That is can interesting question of why one coil was failing at high RPM while
the other didn't.
Assuming both are in proper operating condition, then I would expect that the
one that can't sustain high RPM has a lot more inductance than the one that
worked ok
As a matter of fact, the "high voltage" coils probably get that extra oomph by
having higher inductance. The price you pay for high inductance is that it
takes longer to "charge" the magnetic field of the coil. So, there is a
steeper drop off of output voltage vs RPM.

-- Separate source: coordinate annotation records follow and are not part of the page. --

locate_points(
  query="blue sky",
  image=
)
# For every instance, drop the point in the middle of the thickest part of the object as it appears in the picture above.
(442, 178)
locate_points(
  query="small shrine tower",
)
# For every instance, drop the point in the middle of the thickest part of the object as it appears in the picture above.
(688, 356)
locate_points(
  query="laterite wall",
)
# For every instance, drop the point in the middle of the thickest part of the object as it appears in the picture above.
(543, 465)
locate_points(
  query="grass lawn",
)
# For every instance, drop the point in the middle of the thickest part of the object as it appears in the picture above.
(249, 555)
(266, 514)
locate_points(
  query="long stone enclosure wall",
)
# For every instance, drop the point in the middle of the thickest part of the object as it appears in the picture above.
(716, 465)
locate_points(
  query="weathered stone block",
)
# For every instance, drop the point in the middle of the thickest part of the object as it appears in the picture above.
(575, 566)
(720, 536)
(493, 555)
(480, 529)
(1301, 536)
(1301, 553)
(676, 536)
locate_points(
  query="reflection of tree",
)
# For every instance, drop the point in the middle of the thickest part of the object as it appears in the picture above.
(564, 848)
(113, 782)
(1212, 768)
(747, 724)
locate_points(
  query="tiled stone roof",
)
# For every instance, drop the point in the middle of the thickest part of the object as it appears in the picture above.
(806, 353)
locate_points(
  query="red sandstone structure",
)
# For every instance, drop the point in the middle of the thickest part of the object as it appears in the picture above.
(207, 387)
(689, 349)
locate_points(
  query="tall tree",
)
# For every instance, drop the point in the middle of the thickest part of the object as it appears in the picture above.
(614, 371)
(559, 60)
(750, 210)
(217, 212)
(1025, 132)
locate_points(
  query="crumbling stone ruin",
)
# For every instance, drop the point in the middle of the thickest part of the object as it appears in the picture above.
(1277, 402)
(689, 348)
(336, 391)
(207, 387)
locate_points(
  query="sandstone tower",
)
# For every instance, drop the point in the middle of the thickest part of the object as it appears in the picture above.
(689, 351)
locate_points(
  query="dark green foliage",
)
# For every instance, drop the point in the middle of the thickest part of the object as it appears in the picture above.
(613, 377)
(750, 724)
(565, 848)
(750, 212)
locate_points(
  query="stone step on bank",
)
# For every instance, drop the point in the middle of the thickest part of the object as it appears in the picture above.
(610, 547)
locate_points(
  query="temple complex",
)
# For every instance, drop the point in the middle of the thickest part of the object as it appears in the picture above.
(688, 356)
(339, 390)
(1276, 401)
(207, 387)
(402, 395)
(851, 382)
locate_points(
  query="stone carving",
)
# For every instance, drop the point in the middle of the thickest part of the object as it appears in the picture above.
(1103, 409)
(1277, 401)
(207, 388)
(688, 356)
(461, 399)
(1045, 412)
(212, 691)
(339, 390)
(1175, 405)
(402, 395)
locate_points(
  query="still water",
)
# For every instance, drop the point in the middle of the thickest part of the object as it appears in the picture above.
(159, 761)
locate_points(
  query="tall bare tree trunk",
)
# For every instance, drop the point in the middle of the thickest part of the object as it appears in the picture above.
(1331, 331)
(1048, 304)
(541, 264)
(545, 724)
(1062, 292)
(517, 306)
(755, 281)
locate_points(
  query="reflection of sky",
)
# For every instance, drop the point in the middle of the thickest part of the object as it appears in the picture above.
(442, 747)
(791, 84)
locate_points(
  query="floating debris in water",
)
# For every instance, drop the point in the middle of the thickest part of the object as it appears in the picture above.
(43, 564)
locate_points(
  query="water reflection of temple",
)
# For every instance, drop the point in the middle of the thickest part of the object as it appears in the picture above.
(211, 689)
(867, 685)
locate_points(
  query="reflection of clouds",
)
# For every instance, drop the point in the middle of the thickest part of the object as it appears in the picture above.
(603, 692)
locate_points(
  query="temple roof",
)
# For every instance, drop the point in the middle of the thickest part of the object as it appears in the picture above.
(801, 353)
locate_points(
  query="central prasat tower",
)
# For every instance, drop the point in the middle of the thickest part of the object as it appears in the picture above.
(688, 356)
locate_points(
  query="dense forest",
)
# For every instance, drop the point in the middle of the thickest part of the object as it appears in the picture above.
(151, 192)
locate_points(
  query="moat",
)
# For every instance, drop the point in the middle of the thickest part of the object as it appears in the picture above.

Do you have the specs on the two coils? Btw the resistance of the secondary
windings also has an influence. So does the resistance of the primary windings
though I am assuming both are 3 ohm.
-Tony
Sent from my iPhone
> On Sep 19, 2015, at 1:00 PM, triumphs-request@autox.team.net wrote:
>
> Message: 1
> Date: Fri, 18 Sep 2015 14:26:04 -0400
> From: Jason Sukey <jsukey@gmail.com>
> To: auprichard@uprichard.net, triumphs@autox.team.net
> Subject: Re: [TR] TR3 coil question
> Message-ID:
> <CAMmo4o-UUO+VMFaKgUCjZiOEQHs1zfsV6fArUq9C+eKQ8s-Mzw@mail.gmail.com>
> Content-Type: text/plain; charset="utf-8"
>
> Andrew,
> Not TR3 related, but I've had to play around with coils on my modified
> GT6 using the 123 distributor (USB tune model). After a lot of fiddling, I
> found that with the recommended Bosch "blue" coil, it would "go flat" at
> high rpms when I was accelerating hard. (this is compared to points dizzy
> with a hot coil).
> I ended up with the Bosch "red" coil (made in Brazil model, I'm told the
> made in Mexico version is of lesser quality). This solved my problems and
> it once again is happy to pull strong up to 7,000 RPM's.
>
> My theory is that the lower voltage "Blue" coil is fine for stock
> applications, but isn't enough for higher performance use.